Other local Republicans — some interviewed at a Ron Paul rally on the New Haven Green over the weekend — said before local leaders can strengthen the party, New Haven Republicans need to win back members who have lost faith in them.

Ward 18 Alderwoman Arlene DePino — who is the only Republican on the Board of Aldermen and is currently running against a Democrat for her fourth term — said having more Republicans in the local government would bring much-needed diversity and a “better system of checks and balances” to what is essentially a single-party government.

DePino said she supports the Republican candidates trying to make their mark in the community by reaching out to unaffiliated residents.

Republican candidates and leaders said New Haven residents are unwilling to vote Republican in local elections because their negative views of the national party affect their views of the local party — which DePino said do not operate the same way.

“People have to look at the party on the local level and the ideas [candidates] share, how hard we work, how active we are in the neighborhood and city,” DePino said. “In the local level, it’s a whole new ballgame, and people have to understand it’s different.”

Still, Republican Town Committee Chairman H. Richter Elser ’81 — who is currently running for mayor against incumbent Democrat John Destefano Jr. — said it is often more difficult and more important to have Republican candidates than to have registered Republican voters. He said he plans to enlist more Republican candidates through the RTC by identifying and recruiting new Republicans to run for aldermanic spots.

In 2006, only 21.4 percent of New Haven residents voted in elections, according to the Connecticut State Register & Manual.

The manual indicates that 22 percent of residents are between the ages of 18 and 24. These young people move into New Haven with an “open mind” and make up the majority of the 27.7 percent of registered voters who are unaffiliated, DePino said.

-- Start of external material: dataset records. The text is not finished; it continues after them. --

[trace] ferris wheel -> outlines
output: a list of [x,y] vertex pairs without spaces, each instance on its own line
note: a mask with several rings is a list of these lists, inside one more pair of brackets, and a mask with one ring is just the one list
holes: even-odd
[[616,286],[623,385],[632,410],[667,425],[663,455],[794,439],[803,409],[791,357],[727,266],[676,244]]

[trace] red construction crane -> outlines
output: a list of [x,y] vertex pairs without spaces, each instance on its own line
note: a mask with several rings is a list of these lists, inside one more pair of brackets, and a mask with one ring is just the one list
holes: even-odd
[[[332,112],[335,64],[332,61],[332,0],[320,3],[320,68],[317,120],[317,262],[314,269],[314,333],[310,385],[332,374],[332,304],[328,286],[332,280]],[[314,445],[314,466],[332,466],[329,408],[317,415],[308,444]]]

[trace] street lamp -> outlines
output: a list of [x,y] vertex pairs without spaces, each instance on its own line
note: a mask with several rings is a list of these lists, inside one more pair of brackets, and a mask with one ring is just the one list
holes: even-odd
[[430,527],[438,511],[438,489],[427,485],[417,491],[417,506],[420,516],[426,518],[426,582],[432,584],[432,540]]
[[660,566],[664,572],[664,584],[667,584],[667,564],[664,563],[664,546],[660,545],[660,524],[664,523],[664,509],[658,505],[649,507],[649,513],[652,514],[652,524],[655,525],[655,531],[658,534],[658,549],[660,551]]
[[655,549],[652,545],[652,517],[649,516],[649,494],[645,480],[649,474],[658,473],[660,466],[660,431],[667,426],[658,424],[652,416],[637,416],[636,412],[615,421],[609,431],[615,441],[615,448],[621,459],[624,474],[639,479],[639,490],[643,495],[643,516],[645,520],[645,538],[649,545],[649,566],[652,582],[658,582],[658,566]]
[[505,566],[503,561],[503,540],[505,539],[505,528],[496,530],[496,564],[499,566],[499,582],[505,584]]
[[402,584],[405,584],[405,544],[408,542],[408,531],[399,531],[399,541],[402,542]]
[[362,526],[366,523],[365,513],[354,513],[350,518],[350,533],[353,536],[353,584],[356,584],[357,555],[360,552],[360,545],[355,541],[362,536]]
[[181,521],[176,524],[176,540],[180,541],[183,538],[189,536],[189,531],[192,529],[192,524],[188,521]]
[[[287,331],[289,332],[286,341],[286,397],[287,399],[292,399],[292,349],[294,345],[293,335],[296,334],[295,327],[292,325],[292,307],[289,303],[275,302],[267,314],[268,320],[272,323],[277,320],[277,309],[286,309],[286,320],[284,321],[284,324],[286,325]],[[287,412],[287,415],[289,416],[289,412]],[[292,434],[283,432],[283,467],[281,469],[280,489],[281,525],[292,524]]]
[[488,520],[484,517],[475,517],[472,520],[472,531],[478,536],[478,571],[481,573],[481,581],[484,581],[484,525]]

Greenwich RTC Chairman John Raben ’67 said he thinks the people who register as unaffiliated are sympathetic to Republican values because Democrats are such a majority that there is “no incentive not to register as Democrat” if the person is sympathetic to that party.

Despite the small Republican numbers in New Haven, both Republican and some Democratic politicians interviewed said people should appreciate the presence of such a party in politics.

“Regardless of your party affiliation … give a silent thank you [to minority parties] for being able to give competition to the majority party and being able to give citizens an alternative,” Raben said. “A competitive two-party system allows the government to keep the best interest of the voters.”

But Ward 25 Alderwoman Ina Silverman — who is campaigning to defend her seat against Republican Tom Malone — said a variety of opinions already exists within the largely Democratic Board of Aldermen.

“I think the reality is that the board has many factions, so we do have a multi-party system, or at least the benefits of one,” she said. “We all hold each other to the various standards. We all don’t agree on everything — it would be easier if we did, but we don’t, [which] serves the purpose of having these different ideas presented.”

In 2005, 554 registered Republicans voted in the general elections as “perfect voters” — those who voted in all four levels of elections they could participate in that year, Elser said.

The New Haven RTC will hold a town hall meeting on Nov. 1, five days before candidates for the Board of Aldermen and mayor face the voters on Election Day.